This solution is a series of samples that demonstrate how to build solutions that incorporate Azure Cosmos DB with Azure OpenAI Service to build vector search solutions with an AI assistant user interface. The solution shows hows to generate vectors on data stored in Azure Cosmos DB using Azure OpenAI Service, then shows how to implment vector search capabilities using a variety of different vector capable databases available from Azure Cosmos DB and Azure. The solution also includes key concepts such as managing conversational context and history, managing tokens consumed by Azure OpenAI Service, as well as understanding how to write prompts for large language models such as ChatGPT so they produce the desired responses.
The scenario for this sample centers around a consumer retail "Intelligent Agent" that allows users to ask questions on vectorized product, customer and sales order data stored in the database. The data in this solution is the Cosmic Works sample for Azure Cosmos DB. This data is an adapted subset of the Adventure Works 2017 dataset for a retail Bike Shop that sells bicycles, biking accessories, components and clothing.
RAG is an aconymn for Retrival Augmentmented Generation, a fancy term that essentially means retrieving additional data to provide to a large language model to use when generating a response (completion) to a user's question(prompt). The data can be any kind of text. However, there is a limit to how much text can be sent due to the limit of tokens for each model that can be consumed in a single request/response from Azure OpenAI Service. This solution will highlight these challenges and other challenges faced when designing and building this type of solution and provide examples of how we addressed them.
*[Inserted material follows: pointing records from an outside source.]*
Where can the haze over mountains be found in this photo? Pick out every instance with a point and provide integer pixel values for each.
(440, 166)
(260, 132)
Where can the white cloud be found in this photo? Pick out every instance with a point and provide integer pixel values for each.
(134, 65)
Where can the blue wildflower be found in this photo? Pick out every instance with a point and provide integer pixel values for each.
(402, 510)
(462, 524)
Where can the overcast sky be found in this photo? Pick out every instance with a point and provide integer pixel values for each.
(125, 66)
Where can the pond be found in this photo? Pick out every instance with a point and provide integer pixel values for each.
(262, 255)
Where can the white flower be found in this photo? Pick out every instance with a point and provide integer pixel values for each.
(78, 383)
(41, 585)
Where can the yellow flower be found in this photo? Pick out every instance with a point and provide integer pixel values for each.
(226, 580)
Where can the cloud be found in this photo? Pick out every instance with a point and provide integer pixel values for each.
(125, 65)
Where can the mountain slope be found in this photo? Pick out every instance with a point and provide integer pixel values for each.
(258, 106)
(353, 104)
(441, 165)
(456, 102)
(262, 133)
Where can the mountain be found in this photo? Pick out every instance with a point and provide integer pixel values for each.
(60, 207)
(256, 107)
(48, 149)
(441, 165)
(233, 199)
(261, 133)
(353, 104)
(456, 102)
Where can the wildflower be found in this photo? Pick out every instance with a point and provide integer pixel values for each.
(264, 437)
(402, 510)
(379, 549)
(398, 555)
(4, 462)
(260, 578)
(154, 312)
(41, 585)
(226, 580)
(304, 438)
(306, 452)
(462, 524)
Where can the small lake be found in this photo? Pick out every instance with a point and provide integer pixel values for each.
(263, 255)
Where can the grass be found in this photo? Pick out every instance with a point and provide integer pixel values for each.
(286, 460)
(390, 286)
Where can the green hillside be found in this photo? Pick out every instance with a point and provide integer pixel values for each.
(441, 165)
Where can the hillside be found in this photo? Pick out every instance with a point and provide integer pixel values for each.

This repository has multiple versions of this solution which can be used:
- Official Version: Azure Cosmos DB + Azure Cognitive Search + Azure Kubernetes Service
- Azure Cosmos DB for MongoDB vCore
- More versions are Coming Soon!!!
The application frontend is a Blazor application with Intelligent Agent UI functionality:
The application includes a left-hand nav that contains individual chat sessions. In a normal retail environment, users would only be able to see their own session but we've included them all here. The chat session includes a count of all of the tokens consumed in each session. When the user types a question and hits enter the service queries the vector data, then sends the response to Azure OpenAI Service which then generates a completion which is the displayed to the user. The first question also triggers the chat session to be named with whatever the user is asking about. Users can rename a chat if they like or delete it. The chat session displays all of the tokens consumed for that session. Each message in the chat also includes a token count. The Prompt Tokens
are the tokens used in the call to Azure OpenAI Service. The Assistant tokens are the ones used to generate the completion text.
The purpose of these solutions is to provide users with examples of how to design and build this type of solution using the various services available in Azure. While these solutions are hosted within the Azure GitHub organization, they are not officially supported. Users are welcome to submit issues, any fixes are done on a best effort basis by volunteers. Users are also welcome and to submit Pull Requests.